As racing handles continue to decline with or without the Meadowlands, there will be a greater need to mine the simulcasting market on a global level. With Canada and the United States being the only countries that race at the standard mile all the time (almost), single tier only (for the most part), exclusively with a starting gate (though I imagine we may find an unsanctioned race meet somewhere where it is not the case), and the rest of the world (Europe, Australasia, South America) racing odd distances, with a starting gate or a vault start, with second tiers or distance handicaps, who do you think is going to change to meet the demand of the global customer? It is a numbers game; especially with the sport being healthier in other countries. In fact, would it be too bold to suggest the possibility of monte racing?
I am not saying these changes are going to occur next week or next year, but I suspect within the next five years we are going to start moving towards a global standardization of the sport. What about our American purists?
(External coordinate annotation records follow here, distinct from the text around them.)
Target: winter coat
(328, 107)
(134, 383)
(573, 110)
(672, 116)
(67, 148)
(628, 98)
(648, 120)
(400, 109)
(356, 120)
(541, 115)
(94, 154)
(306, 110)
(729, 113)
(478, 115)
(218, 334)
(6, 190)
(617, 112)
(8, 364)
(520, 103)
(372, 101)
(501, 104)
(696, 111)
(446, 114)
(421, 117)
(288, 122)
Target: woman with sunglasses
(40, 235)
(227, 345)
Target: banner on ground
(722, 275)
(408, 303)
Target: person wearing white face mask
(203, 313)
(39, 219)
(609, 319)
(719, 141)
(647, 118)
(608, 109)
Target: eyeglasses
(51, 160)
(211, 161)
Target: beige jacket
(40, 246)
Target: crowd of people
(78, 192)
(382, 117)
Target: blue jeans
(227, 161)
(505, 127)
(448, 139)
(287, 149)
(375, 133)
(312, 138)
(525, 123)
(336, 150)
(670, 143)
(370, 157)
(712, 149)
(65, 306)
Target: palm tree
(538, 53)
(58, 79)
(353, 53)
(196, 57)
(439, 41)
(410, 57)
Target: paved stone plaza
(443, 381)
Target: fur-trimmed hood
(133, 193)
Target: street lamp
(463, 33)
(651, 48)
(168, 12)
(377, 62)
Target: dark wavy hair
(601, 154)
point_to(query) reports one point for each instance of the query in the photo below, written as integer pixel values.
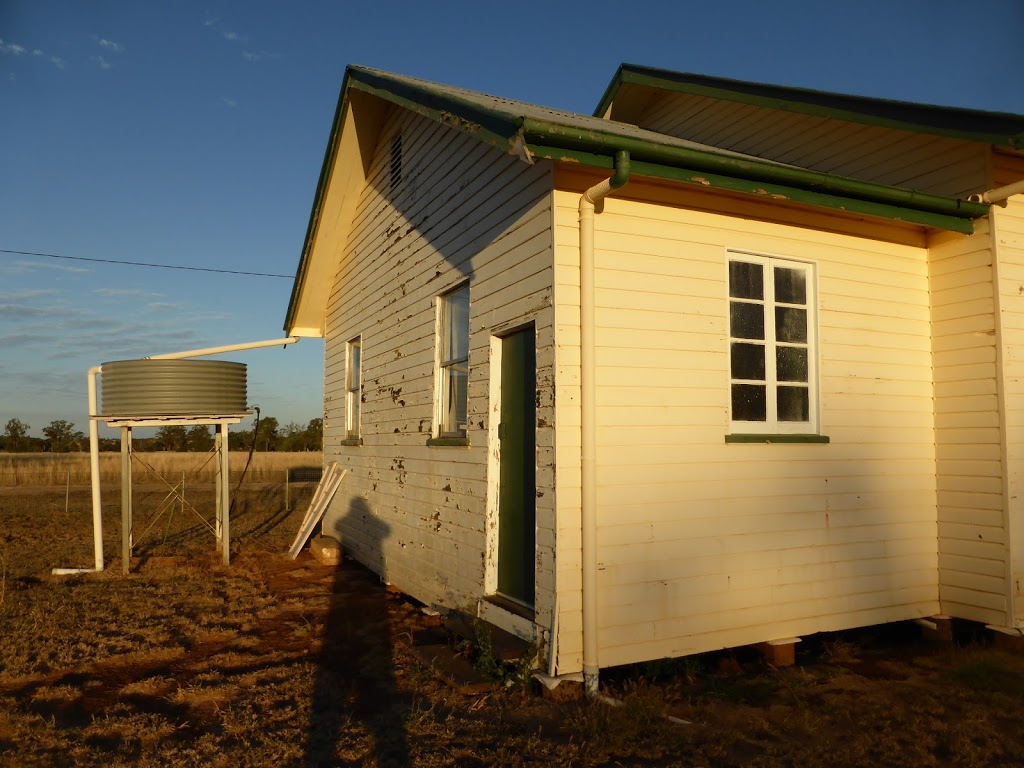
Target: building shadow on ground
(355, 692)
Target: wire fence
(142, 474)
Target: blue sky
(192, 133)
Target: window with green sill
(454, 363)
(772, 346)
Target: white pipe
(999, 195)
(225, 348)
(588, 407)
(97, 507)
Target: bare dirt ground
(279, 663)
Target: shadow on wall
(355, 688)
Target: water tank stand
(220, 423)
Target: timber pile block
(1007, 641)
(326, 549)
(504, 645)
(779, 652)
(453, 669)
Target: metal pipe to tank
(97, 507)
(226, 348)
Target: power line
(142, 263)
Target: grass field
(271, 663)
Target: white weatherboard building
(774, 388)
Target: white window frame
(446, 363)
(772, 425)
(353, 387)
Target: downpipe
(94, 417)
(588, 403)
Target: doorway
(517, 475)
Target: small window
(353, 387)
(454, 348)
(773, 387)
(395, 162)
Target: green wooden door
(517, 496)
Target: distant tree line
(60, 437)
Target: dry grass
(272, 663)
(40, 470)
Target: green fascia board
(783, 438)
(772, 192)
(1003, 129)
(607, 143)
(325, 175)
(513, 133)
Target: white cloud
(258, 55)
(120, 293)
(12, 48)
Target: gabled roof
(532, 132)
(1000, 129)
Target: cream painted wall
(705, 545)
(1008, 237)
(936, 164)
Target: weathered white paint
(1008, 238)
(414, 513)
(702, 544)
(916, 161)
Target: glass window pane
(745, 281)
(794, 403)
(791, 364)
(455, 411)
(791, 286)
(791, 325)
(354, 366)
(748, 361)
(749, 402)
(747, 321)
(457, 317)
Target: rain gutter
(588, 407)
(600, 142)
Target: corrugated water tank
(183, 387)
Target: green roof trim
(750, 170)
(529, 131)
(1003, 129)
(771, 190)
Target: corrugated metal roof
(1004, 129)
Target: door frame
(494, 458)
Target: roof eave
(880, 112)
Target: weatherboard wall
(704, 545)
(419, 514)
(1008, 238)
(915, 161)
(968, 434)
Well, maybe here is one advantage of having the majority of our fans being senior citizens. As time goes on there will be less purists we'll have to worry about.
Right now, come Breeders Crown and Hambletonian Days, the foreign market can tolerate our vanilla flavor of racing, but do you think on a daily basis they will be content with the same flavor of racing each day? My guess is no. If we want wagering from Europe, Australasia, even South America on a daily basis, we are going to have to give the customers there what they want; not what we want to give them.
Why do you think global thoroughbred racing is so successful? Because regardless of the country you are racing in, the game is basically the same. Sure, their races may be in meters, but when you convert the distances from meters to furlongs, they are similar distances. Some tracks are not flat, having some hills in the course, but a gambler in the United States will have no problem wagering on races in Japan, Australia, England, Singapore (as they do now) and vice versa. If harness racing is ever going to seriously try to exploit the global simulcasting market, it is going to be necessary to standardize the product and who do you think is going to accomodate who, two countries in North America or the rest of the world?
It's going to be Darwinism at its finest. Adopt or die.